Presiden Joko Widodo, menyapa para pejabat Malaysia, dalam upacara sambutan di kompleks Bunga Raya bandara KLIA, Sepang, Malaysia, 5 Februari 2015. Kunjungan Jokowi, untuk lawatan ke negara tetangga dan kerjasama bilateral. REUTERS/Olivia Harris
TEMPO.CO, Jakarta - Pengamat politik dari Lembaga Ilmu Pengetahuan Indonesia, Siti Zuhro, menilai Kementerian Dalam Negeri berlebihan alias lebay dalam mengeluarkan surat edaran soal penyebutan nama Presiden Joko Widodo. Menurut dia, Kemendagri seharusnya memikirkan soal jalannya pemerintahan daerah, bukan mengurusi nama.
"Apa relevansinya, urgensinya, dan signifikansinya? Sebaiknya Kemendagri tak usah lebay," kata Siti saat dihubungi, Jumat, 6 Februari 2015.
Siti menuturkan konstitusi memang tak mengatur penyebutan nama presiden. Di dalam konstitusi, hanya diatur penegasan bahwa presiden adalah pemegang otoritas tertinggi, meskipun negara menganut sistem otonomi daerah.
Pada 26 Januari 2015, Kemendagri mengeluarkan surat edaran yang diteken Sekretaris Jenderal Yuswandi Temenggung. Isinya, "Menindaklanjuti arahan Bapak Presiden Indonesia pada saat pertemuan Bapak Presiden Republik Indonesia dengan para bupati sewilayah Pulau Sumatera pada hari Kamis, 22 Januari 2015, bertempat di Istana Kepresidenan Bogor."

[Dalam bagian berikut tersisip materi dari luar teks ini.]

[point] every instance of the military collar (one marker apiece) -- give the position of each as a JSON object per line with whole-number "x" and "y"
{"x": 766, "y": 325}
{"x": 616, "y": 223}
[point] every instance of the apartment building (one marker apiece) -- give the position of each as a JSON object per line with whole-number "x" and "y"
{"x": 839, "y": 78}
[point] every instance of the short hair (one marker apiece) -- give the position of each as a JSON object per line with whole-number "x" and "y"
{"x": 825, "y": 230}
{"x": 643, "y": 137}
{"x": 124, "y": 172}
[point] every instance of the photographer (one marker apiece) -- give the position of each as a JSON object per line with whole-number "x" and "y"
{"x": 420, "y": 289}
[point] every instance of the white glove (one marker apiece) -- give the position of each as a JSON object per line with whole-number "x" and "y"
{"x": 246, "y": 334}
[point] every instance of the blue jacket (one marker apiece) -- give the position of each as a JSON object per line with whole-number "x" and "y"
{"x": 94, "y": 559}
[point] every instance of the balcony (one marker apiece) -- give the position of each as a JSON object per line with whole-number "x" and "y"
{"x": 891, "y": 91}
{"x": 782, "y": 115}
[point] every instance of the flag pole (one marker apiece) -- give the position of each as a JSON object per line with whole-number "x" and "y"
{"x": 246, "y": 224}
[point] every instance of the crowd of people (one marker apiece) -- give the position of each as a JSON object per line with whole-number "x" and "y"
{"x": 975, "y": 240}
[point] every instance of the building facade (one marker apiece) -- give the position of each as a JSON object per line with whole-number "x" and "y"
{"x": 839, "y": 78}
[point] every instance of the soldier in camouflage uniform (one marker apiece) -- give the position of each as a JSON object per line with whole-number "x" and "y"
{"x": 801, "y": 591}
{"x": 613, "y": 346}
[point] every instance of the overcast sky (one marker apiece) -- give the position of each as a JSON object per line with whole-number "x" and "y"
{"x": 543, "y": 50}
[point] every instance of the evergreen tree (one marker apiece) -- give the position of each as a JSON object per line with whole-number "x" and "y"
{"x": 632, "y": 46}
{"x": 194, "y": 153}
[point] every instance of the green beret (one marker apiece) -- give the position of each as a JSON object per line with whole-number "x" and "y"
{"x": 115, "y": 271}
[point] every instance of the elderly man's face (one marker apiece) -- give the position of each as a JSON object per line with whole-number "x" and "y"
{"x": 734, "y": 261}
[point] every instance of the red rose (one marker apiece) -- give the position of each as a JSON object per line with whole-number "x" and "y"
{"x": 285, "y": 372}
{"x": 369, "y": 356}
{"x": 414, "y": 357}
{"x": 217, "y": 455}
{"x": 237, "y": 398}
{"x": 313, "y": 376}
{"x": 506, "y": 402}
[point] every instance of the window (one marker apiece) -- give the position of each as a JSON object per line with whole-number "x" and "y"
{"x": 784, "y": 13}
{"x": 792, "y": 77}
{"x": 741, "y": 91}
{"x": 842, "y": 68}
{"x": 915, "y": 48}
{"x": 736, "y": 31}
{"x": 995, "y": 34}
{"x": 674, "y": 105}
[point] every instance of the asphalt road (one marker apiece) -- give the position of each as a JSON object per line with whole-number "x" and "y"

"Bersama ini disampaikan bahwa untuk keseragaman dalam penyebutan nama dan jabatan Bapak Presiden Republik Indonesia pada saat acara resmi kenegaraan maupun kunjungan kerja di provinsi, kabupaten, dan kota, penyebutannya sebagai berikut: YANG TERHORMAT, PRESIDEN REPUBLIK INDONESIA, BAPAK JOKOWI."